Isidra: You manage multiple websites and social media handles, from Lorraine Ladish, to Viva Fifty to The Flawed Yogini. Being a native Spaniard, you are also bilingual English – Spanish, so in some social media networks you have these handles in both languages. How do you keep on top of things? For most people, just one handle in three social media networks is enough to drive them crazy! Also, how do you keep your personal life separated from your digital life and protect face-to-face human interaction from being completely taken over by your digital personas?
Lorraine: I hire help with social media and I also work with an agent. We’ve been together for three and a half years and she makes my life much easier, because she deals with the business aspect of my work, and I’m free to focus on the creative side. My husband is a professional photographer, so he takes my picture for everything I do. I also enlist writers for one of my websites. I have a publication calendar and I batch work. Being organized (not one of my strong points, but I know I have to do it), is key!
My personal and public life merge and that’s ok. My family, including my father, husband and children, are often a part of my work. They are featured in sponsored campaigns, and they are fine with it. They know that’s how we make a living and they appreciate it. I don’t share absolutely everything online, but what I share, I do candidly and honestly. At least, that’s my goal.
Isidra: Finally, how has the coronavirus affected your daily life? Do you have advice for people who may be suffering from depression and anxiety in these trying times?

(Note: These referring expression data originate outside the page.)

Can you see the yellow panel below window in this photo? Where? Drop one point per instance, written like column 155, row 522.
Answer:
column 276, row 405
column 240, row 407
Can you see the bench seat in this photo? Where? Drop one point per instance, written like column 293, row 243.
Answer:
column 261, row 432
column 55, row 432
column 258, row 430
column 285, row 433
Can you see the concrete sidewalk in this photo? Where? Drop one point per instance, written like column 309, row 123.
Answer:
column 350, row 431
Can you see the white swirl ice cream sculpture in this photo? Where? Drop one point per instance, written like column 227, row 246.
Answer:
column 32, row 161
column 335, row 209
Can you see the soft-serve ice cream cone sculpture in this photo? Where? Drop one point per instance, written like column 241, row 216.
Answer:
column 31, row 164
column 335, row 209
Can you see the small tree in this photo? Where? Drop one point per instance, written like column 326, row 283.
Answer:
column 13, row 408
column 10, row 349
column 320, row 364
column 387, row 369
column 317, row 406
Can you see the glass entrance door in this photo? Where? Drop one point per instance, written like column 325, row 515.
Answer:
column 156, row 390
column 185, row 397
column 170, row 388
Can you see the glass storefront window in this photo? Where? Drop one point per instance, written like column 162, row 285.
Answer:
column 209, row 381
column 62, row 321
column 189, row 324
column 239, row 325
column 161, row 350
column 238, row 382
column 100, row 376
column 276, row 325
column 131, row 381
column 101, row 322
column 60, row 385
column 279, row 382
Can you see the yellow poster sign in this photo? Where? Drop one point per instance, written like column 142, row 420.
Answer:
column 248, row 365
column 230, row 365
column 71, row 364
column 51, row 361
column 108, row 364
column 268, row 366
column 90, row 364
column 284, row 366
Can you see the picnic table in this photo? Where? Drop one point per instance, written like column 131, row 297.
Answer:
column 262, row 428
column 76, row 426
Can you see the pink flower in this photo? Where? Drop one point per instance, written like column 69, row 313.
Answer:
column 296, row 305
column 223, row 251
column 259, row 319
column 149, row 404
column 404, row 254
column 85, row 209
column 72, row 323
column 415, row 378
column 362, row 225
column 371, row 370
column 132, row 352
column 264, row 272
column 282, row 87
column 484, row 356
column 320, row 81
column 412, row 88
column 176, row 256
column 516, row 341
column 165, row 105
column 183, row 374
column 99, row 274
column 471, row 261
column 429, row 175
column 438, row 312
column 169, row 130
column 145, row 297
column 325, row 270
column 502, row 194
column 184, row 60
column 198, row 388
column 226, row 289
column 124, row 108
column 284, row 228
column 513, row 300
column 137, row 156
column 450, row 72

Lorraine: My day to day hasn’t changed much. I’ve always worked from home and worked out at home. I only notice the COVID world when I leave the house. A lot of business and personal travel was cancelled, and I’m ok with that. What is harder is that all my family, including my eldest daughter, 19, live far, and it’s hard to think I can’t (or won’t) jump on a plane to go visit.
To anyone suffering from anxiety and depression, I would recommend seeing a doctor or a therapist sooner rather than later. I know from experience it’s easier to treat it when it hasn’t gotten out of hand. After a lifetime of dealing with both, I’m tired of the stigma that surrounds asking for help for mental health. Please get the help you need and deserve.